リーン開発の現場 カンバンによる大規模プロジェクトの運営

リーンというソフトウェア開発手法についてちょっと勉強したくなったので。
もともとはトヨタ生産方式が源流だそうで、そこからイロイロあってリーンという考え方が生まれて、そのリーンをソフトウェア開発に当てはめたのが、リーンソフトウェア開発なんだとか。
簡単に言えば機能をカードにしてボードに貼り付けて、各機能がどのステージ(設計中?実装中?テスト中?)にあるのかを見える化して管理する。という感じなのかな?
一つのシステムをインクリメンタルに拡張しながら開発していくには、なかなか良さげな印象でした。どこがボトルネックになっているのか分かりやすそうだしね。
あとはまぁ、デイリーミーティングとか、テストの自動化とか、いわゆるアジャイルな開発手法との共通点も多い印象です。
とはいえ、本書の特徴はフレームワーク的な話ではなく、実際に行われた開発現場での出来事に基づいているので、臨場感が半端ないんですよね。
現場を知ってれば「あぁ、起こる起こる!」みたいな問題にいかにして著者が対応してきたかというのが、とても参考になるんです。なるほどねぇ。

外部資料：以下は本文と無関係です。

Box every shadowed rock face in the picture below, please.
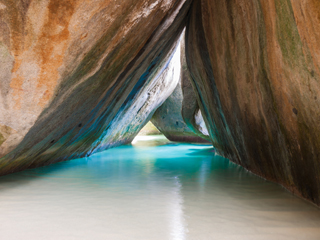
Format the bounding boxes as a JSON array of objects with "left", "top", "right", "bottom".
[
  {"left": 180, "top": 36, "right": 210, "bottom": 141},
  {"left": 0, "top": 0, "right": 192, "bottom": 174},
  {"left": 151, "top": 39, "right": 210, "bottom": 143},
  {"left": 90, "top": 40, "right": 181, "bottom": 155},
  {"left": 186, "top": 0, "right": 320, "bottom": 205},
  {"left": 152, "top": 80, "right": 210, "bottom": 143}
]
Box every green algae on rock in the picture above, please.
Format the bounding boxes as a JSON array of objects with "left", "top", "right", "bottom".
[{"left": 186, "top": 0, "right": 320, "bottom": 206}]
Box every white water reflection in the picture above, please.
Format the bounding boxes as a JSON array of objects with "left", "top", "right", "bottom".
[
  {"left": 0, "top": 136, "right": 319, "bottom": 239},
  {"left": 168, "top": 176, "right": 186, "bottom": 240}
]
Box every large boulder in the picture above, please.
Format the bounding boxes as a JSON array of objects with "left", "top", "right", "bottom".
[
  {"left": 1, "top": 0, "right": 320, "bottom": 208},
  {"left": 180, "top": 36, "right": 210, "bottom": 141},
  {"left": 91, "top": 40, "right": 182, "bottom": 154},
  {"left": 186, "top": 0, "right": 320, "bottom": 205},
  {"left": 152, "top": 79, "right": 210, "bottom": 143},
  {"left": 151, "top": 36, "right": 210, "bottom": 143},
  {"left": 0, "top": 0, "right": 192, "bottom": 174}
]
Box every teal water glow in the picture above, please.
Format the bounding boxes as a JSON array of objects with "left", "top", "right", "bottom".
[{"left": 0, "top": 136, "right": 320, "bottom": 240}]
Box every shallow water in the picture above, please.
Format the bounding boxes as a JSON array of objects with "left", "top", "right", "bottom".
[{"left": 0, "top": 136, "right": 320, "bottom": 240}]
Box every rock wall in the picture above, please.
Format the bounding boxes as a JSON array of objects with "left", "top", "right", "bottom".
[
  {"left": 151, "top": 39, "right": 210, "bottom": 143},
  {"left": 180, "top": 36, "right": 210, "bottom": 141},
  {"left": 186, "top": 0, "right": 320, "bottom": 205},
  {"left": 0, "top": 0, "right": 192, "bottom": 174},
  {"left": 90, "top": 40, "right": 181, "bottom": 154},
  {"left": 152, "top": 79, "right": 210, "bottom": 143},
  {"left": 1, "top": 0, "right": 320, "bottom": 207}
]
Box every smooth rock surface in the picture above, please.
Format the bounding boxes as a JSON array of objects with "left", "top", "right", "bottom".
[
  {"left": 151, "top": 37, "right": 210, "bottom": 143},
  {"left": 90, "top": 41, "right": 181, "bottom": 154},
  {"left": 151, "top": 79, "right": 210, "bottom": 143},
  {"left": 180, "top": 37, "right": 210, "bottom": 141},
  {"left": 1, "top": 0, "right": 320, "bottom": 209},
  {"left": 186, "top": 0, "right": 320, "bottom": 205},
  {"left": 151, "top": 81, "right": 208, "bottom": 143},
  {"left": 0, "top": 0, "right": 191, "bottom": 174}
]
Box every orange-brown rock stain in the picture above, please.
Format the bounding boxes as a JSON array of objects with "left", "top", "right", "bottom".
[
  {"left": 259, "top": 0, "right": 299, "bottom": 137},
  {"left": 35, "top": 0, "right": 77, "bottom": 106},
  {"left": 290, "top": 0, "right": 320, "bottom": 76},
  {"left": 10, "top": 71, "right": 24, "bottom": 110},
  {"left": 188, "top": 0, "right": 320, "bottom": 204},
  {"left": 4, "top": 0, "right": 30, "bottom": 109},
  {"left": 2, "top": 0, "right": 29, "bottom": 55},
  {"left": 7, "top": 0, "right": 78, "bottom": 109}
]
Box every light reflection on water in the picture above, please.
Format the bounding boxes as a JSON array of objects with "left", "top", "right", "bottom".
[{"left": 0, "top": 136, "right": 320, "bottom": 239}]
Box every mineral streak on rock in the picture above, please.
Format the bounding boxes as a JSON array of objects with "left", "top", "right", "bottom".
[
  {"left": 186, "top": 0, "right": 320, "bottom": 205},
  {"left": 0, "top": 0, "right": 192, "bottom": 174}
]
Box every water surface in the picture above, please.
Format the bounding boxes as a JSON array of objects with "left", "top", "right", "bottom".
[{"left": 0, "top": 136, "right": 320, "bottom": 240}]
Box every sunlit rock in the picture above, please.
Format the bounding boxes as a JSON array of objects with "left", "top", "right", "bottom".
[{"left": 0, "top": 0, "right": 191, "bottom": 174}]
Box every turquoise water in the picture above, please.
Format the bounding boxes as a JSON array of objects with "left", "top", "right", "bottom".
[{"left": 0, "top": 135, "right": 320, "bottom": 240}]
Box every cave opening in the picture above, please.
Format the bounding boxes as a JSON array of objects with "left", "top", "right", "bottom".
[{"left": 128, "top": 31, "right": 211, "bottom": 148}]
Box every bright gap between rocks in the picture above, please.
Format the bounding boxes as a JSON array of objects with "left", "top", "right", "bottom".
[
  {"left": 131, "top": 30, "right": 210, "bottom": 147},
  {"left": 131, "top": 121, "right": 168, "bottom": 146}
]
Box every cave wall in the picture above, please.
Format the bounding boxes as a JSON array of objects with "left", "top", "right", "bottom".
[
  {"left": 180, "top": 36, "right": 210, "bottom": 141},
  {"left": 186, "top": 0, "right": 320, "bottom": 205},
  {"left": 151, "top": 38, "right": 210, "bottom": 143},
  {"left": 1, "top": 0, "right": 320, "bottom": 207},
  {"left": 151, "top": 77, "right": 210, "bottom": 143},
  {"left": 0, "top": 0, "right": 192, "bottom": 174},
  {"left": 91, "top": 40, "right": 181, "bottom": 154}
]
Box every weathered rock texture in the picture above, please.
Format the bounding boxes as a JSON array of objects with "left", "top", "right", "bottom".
[
  {"left": 152, "top": 79, "right": 210, "bottom": 143},
  {"left": 2, "top": 0, "right": 320, "bottom": 207},
  {"left": 186, "top": 0, "right": 320, "bottom": 205},
  {"left": 180, "top": 37, "right": 210, "bottom": 141},
  {"left": 90, "top": 42, "right": 180, "bottom": 153},
  {"left": 151, "top": 40, "right": 210, "bottom": 143},
  {"left": 0, "top": 0, "right": 191, "bottom": 174},
  {"left": 90, "top": 40, "right": 181, "bottom": 154}
]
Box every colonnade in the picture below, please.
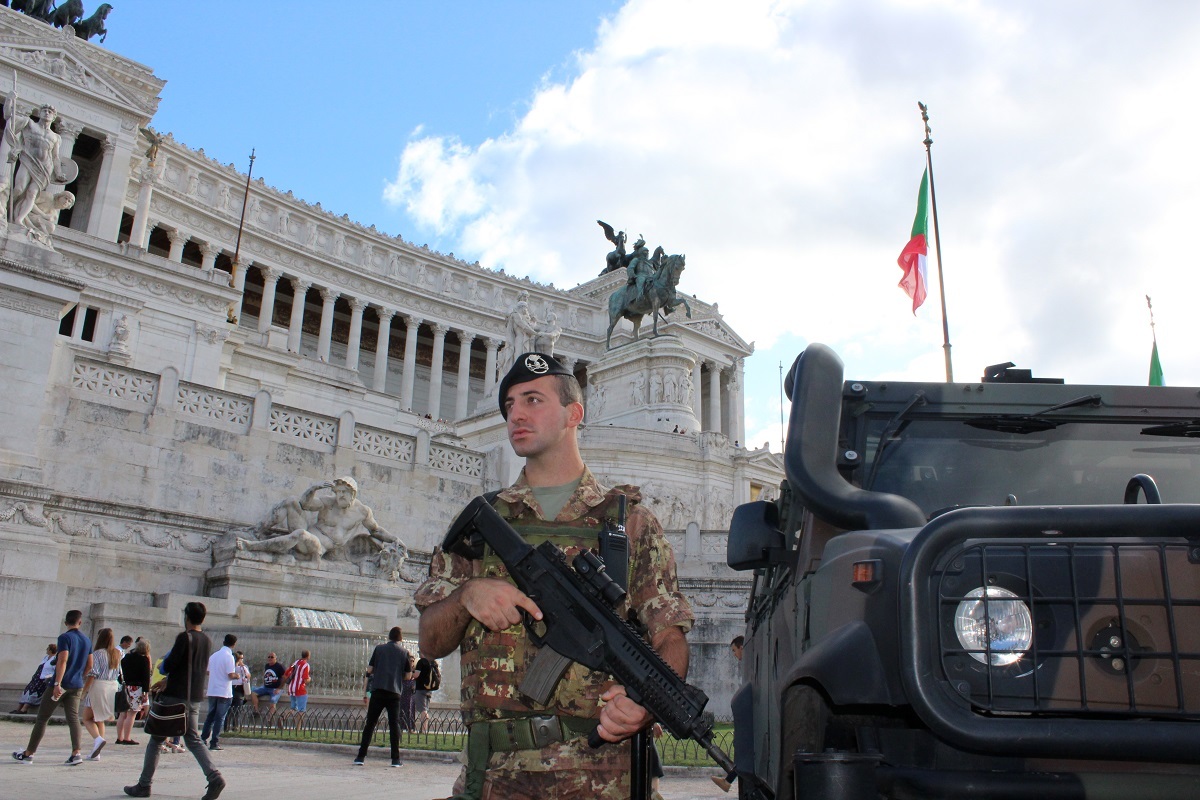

みたいな。
結局はいかにしてチームを一つにするのか? なわけだけど、どこからでも誰でも見れる物理的なボードと、全員が一箇所に集まって作業することの効果って、やっぱり大きいんだな。というのは、認識を新たにしたところです。
あと、なるほどね。と思ったのはバージョン管理の使い方なんですよね。リリースを予定しているバージョンに対して行われたバグフィクスを、いかにして次のリリースに向けて既に開発を進めているバージョンに落とし込んでいくか? というところは非常に興味深かったです。
でもこれって、おそらく Git でないとちょっと難しいかな? という気はしましたけど。
あぁ、そのへんの Git の知識も足りてないんだよなぁ・・・。勉強しやんとな。
その他で非常に興味深かったのは、バグをすべて潰しているわけではないというところなんです。
これはアジャイルとかリーンと言うよりも、このプロジェクトにおける判断なのかな?
実務で開発をしてると、見つかったバグはすべて修正するもの。という先入観があるわけですが、発生頻度が低くクリティカルでないバグは無視するという判断をしてるんですね。
そのバグを修正してテストしてリリースするためのリソースで、新たな機能を開発した方が顧客にとって価値がある! という事なのかも。
個人的には「運用でカバー」という言葉は大キライなのですが、めったに起きないくて、そんなに困った事にならないのであれば、そのバグを修正しない。というのは、アリかもな。と、ちょっと目からウロコではありました。
この辺は顧客の意向も絡んでくるでしょうけれど・・・。
あとはシステムのクリティカルさとかね。人命が関わるようなシステムだと、バグを潰さないなんてありえなさそうですもんね。
結局のところはコンテキストに対してどう最善を探るかというところなのかなと。
それから本書で紹介されている事例は、おそらくトップダウンによる施策だと思われますが、マネジメントの達人ならではの手腕がいろいろと書かれてないところにありそうで、素人が同じことやっても崩壊しそう・・・。というのが正直な感想だったりして。
というか、チームをどういう状態に導くか? というビジョンがないと判断を誤りそうというか。この辺は他のアジャイル関連の本を読んでも思うんですけど、確かに手法は手法ではあるんだけど、マインドというか心意気というか、そういうハートの部分が大事なんでしょうね。
なんじゃそりゃ? ってところなんですが、それを突き詰めたものが「アジャイル宣言」のような気がします。なんとなくですけど。
で、自分の現場に活かせるものはあった? となると、これがちょっと難しかったりして。
結局のところ身の丈に合った、できそうなプラクティスからやっていくのが正解な気しかしないわけですが、それでも引き出しは多いに越したことはないですから。
そういう意味でいろいろと引き出しを増やしてもらえた1冊だったかな。
つか、60人規模の開発でも、アジャイルってちゃんと効くんですね。スゴイ!